All the actors acquit themselves in their rather limited roles. Ozon goes further than the novel in giving Djemila and her murdered brother names, and (spoiler alert) adding a final scene in which Djemila mourns her brother’s passing – a scene that perhaps insinuates that Meursault won’t be blessed with such remembrance. The non-urban physical environment of Algeria – its beaches, its ocean waves, even the hot sun and the heat – plays a prominent role as the setting where Meursault commits murder and as a duplicitous cause itself of Meursault’s downfall. It may be ironic that being estranged from the society in which he has grown up, because of its hypocrisies and denial of its origins, leads Meursault to be ill at ease in the very environment where he should be able to discover his authentic self and an authentic way of being, and making connections with the people who have always lived in that environment. (At this point in the film, Ozon makes a suggestion of a possible homoerotic attraction between Meursault and the man he kills.)

A fair amount could have been expunged from the film – Meursault’s relationship with Marie tends to be repetitive and rather monotonous, and his trial drags on for a long time – and possibly much of what is seen in the film could have been dealt with by voice-over to speed it up.

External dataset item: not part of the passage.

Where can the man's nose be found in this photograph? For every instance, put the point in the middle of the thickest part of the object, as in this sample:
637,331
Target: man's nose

Viewers may find Meursault’s passive, robotic character a real puzzle and hard to sympathise with, so Ozon compensates by making Djemila the emotional heart of the film – and in doing so, giving the native people of colonial Algeria a voice, even if limited.

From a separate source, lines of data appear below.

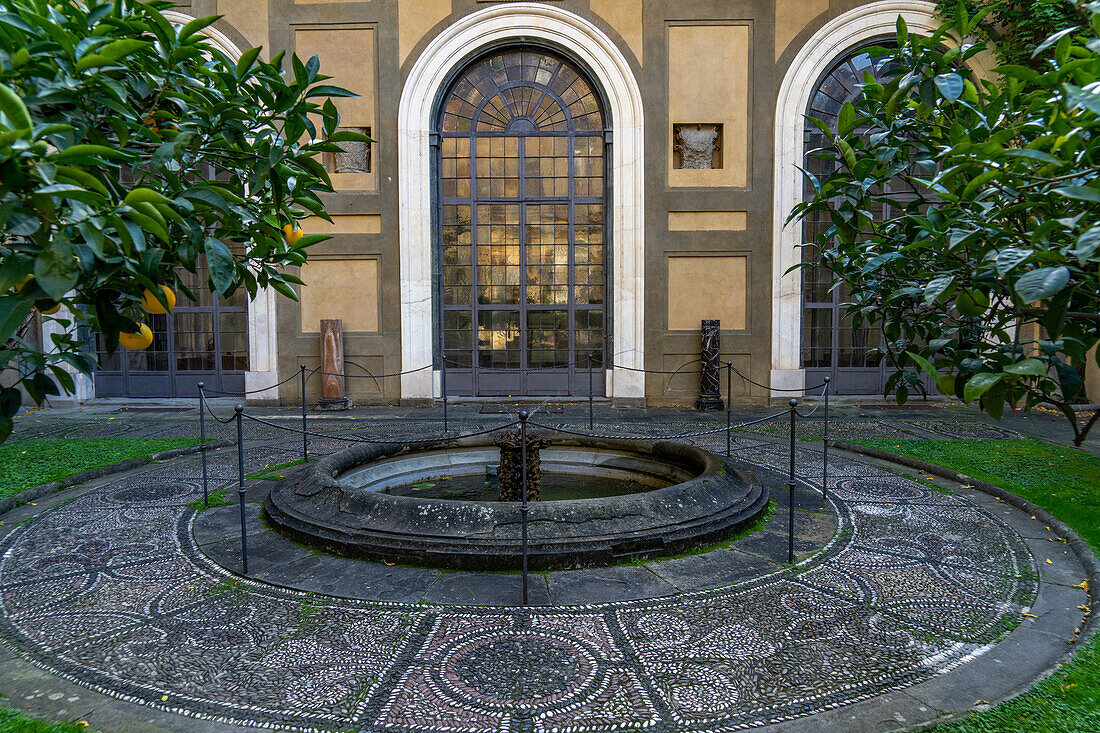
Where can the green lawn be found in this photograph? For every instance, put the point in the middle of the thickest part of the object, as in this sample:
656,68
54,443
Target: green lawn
1066,482
26,462
12,721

It may not be the definitive version of Camus’s novel, and I’m sure future directors will attempt their own interpretation of “L’Étranger”, but for the time being Ozon’s offering will be considered a very good, perhaps even great film on living as an outsider in an absurdist world. As the current world we live in becomes more detached from reality and authenticity, the novel and the films based on it come to have more relevance to our lives than it might have done when Camus first wrote it.